The new study revealed that teens who reported having trouble sleeping at least once a week were found to be more likely to consume alcohol, drugs and engage in risky sexual endeavors.
The researchers found that the teenagers who did not get sufficient sleep at night had a 33% higher risk of engaging in dangerous behaviors.
Maria Wong, from the Idaho State University and the author of the scientific study, explained that the national statistics show that approximately 27% of pre-teens and 45% of teenagers do not get as much sleep as they should.
Other reports revealed that one in ten adolescents encounter difficulties in falling asleep or staying asleep almost on a daily basis.
The new study showing that lack of sufficient sleep in teens leads to risky behavior was based on data gathered from 6,504 teenagers between 1994 and 2002.

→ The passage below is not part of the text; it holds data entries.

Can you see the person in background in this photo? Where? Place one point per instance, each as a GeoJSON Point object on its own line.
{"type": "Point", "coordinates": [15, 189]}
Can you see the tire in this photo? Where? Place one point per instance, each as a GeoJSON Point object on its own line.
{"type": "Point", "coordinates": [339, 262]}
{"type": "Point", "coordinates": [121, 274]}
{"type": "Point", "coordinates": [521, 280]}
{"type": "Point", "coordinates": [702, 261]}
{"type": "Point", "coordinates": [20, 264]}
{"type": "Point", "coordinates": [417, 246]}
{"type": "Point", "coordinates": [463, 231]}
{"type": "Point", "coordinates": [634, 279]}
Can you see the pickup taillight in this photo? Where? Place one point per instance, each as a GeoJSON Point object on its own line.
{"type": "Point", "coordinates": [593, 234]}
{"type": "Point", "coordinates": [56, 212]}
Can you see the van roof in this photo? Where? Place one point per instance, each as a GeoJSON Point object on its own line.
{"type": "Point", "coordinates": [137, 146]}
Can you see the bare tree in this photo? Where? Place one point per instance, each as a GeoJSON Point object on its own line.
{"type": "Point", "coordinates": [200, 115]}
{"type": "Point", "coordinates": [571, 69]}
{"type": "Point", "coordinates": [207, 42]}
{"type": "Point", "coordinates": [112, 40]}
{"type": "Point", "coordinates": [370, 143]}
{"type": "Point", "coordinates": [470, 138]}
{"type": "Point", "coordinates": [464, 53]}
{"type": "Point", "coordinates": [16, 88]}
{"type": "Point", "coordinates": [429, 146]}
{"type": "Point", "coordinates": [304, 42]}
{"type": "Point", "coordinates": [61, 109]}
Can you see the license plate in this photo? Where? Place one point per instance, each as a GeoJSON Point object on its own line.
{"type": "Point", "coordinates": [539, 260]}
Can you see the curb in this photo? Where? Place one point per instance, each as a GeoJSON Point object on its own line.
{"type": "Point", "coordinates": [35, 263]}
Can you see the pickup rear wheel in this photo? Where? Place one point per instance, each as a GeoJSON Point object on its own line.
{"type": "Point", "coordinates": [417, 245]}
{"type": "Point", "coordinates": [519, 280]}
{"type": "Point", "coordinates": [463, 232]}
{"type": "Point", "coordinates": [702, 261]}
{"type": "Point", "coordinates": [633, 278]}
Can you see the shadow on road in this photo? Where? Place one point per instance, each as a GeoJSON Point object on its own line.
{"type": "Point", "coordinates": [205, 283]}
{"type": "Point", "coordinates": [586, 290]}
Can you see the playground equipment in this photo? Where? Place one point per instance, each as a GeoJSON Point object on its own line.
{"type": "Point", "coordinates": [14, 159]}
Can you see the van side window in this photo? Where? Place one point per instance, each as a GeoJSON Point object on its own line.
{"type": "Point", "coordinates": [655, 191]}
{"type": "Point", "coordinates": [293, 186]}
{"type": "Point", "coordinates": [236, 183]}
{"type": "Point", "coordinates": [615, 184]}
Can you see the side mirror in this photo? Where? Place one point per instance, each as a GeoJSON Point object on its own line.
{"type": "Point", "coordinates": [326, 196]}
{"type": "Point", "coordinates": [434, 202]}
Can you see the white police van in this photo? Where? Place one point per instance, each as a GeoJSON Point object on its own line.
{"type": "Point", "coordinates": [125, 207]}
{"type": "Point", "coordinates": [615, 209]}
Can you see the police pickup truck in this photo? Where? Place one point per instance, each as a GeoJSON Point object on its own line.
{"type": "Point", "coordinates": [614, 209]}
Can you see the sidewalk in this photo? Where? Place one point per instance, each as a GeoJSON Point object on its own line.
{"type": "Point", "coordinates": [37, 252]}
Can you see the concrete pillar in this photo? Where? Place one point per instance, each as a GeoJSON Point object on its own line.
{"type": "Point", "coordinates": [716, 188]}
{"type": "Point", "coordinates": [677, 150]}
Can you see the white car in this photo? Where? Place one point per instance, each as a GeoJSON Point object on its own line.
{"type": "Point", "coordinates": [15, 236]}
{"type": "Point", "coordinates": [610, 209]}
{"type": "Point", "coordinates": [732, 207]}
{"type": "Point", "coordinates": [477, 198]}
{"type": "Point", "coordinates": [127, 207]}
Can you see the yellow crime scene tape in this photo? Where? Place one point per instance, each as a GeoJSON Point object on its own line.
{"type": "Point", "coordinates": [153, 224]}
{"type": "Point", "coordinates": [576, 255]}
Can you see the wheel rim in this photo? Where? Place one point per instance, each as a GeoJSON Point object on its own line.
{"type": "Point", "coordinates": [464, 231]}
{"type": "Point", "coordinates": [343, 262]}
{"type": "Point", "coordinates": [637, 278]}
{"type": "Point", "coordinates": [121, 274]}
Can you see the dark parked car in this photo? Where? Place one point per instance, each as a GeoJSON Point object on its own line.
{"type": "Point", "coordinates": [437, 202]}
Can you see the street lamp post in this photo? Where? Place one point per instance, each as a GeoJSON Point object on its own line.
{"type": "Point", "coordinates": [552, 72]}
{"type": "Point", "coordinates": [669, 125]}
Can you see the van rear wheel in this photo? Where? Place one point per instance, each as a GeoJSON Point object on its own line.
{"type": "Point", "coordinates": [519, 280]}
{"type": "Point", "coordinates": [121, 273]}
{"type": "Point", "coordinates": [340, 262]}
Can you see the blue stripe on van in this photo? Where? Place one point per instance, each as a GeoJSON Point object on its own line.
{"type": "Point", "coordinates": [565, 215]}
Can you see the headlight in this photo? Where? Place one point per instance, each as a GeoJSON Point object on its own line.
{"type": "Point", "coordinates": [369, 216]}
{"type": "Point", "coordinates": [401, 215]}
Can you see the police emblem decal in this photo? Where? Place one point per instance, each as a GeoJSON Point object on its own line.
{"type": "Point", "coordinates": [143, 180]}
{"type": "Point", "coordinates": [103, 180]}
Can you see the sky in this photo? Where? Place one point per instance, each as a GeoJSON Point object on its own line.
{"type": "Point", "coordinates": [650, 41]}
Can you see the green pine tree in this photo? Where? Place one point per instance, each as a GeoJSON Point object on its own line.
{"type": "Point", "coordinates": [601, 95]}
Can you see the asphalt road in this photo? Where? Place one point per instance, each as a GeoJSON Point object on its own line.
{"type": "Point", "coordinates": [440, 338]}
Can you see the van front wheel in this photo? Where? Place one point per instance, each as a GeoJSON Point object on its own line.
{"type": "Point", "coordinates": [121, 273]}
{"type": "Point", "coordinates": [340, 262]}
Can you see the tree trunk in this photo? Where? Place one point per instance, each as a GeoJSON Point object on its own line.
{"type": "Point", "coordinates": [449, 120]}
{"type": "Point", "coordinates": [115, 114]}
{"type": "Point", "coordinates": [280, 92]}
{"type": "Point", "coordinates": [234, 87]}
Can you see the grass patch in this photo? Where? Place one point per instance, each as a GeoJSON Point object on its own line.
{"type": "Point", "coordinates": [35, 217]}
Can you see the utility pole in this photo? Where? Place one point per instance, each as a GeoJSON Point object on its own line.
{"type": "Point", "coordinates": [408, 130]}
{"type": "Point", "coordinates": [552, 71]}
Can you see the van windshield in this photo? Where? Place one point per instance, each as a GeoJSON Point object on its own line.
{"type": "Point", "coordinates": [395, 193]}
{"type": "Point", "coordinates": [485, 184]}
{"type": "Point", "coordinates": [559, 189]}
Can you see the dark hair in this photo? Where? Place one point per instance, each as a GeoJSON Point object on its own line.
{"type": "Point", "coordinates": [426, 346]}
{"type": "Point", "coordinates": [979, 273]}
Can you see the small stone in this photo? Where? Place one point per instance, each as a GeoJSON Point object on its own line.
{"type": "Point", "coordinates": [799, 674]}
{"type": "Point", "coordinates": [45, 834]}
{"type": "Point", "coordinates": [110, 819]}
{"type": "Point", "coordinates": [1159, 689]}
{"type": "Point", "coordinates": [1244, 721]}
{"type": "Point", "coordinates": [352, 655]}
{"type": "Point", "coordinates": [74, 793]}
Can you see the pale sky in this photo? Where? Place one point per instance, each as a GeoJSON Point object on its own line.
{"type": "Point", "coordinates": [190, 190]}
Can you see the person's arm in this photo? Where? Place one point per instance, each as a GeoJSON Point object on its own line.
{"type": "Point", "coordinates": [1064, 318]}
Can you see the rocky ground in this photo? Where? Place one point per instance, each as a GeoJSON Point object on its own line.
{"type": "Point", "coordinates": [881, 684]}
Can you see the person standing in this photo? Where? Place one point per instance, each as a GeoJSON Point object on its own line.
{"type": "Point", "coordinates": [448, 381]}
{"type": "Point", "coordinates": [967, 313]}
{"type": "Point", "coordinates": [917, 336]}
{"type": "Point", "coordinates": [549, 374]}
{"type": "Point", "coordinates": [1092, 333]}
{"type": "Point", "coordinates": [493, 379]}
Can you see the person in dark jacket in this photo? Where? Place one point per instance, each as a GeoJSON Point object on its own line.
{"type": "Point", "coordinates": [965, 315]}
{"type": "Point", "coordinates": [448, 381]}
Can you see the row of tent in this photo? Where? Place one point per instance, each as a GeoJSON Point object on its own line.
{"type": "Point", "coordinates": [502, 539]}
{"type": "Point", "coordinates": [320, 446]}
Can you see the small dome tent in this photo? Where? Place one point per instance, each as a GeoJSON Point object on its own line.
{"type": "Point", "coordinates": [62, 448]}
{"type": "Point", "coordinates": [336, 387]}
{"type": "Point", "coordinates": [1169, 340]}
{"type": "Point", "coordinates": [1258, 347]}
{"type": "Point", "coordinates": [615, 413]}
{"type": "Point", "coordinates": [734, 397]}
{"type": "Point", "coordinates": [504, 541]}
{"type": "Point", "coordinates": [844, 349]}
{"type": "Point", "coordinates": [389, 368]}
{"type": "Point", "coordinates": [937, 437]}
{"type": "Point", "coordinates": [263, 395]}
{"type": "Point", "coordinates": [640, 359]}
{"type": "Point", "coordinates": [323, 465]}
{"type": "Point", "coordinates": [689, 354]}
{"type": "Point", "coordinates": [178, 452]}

Wong gave details about the study saying that teenagers who had sleep-related problems were more prone to have interpersonal issues related to alcohol, including binge drinking, driving under alcohol influence, sexual relations after consuming too much alcohol which they later regretted and drug consumption.
Wong explained that driving after consuming alcohol, having unprotected sexual relations and binge drinking are some of the most serious side effects of lack of sleep, according to the new study.
On the other hand, the teenagers who get extra sleep are more likely to avoid dangerous behaviors like reckless drinking.
Professor Wong said that most people don’t realize how important sleep is for avoiding later problems in life, especially for young people. She explained that parents need to talk to their children not only about their grades and extracurricular activities, but also about the importance of sufficient sleep.
She advises the teenagers who have problems falling asleep or staying asleep to get professional help.
Teenagers who have troubles sleeping need to avoid spending too much time in front of electronic devices before sleeping hours, as it has been proved that this can cause sleep deprivation.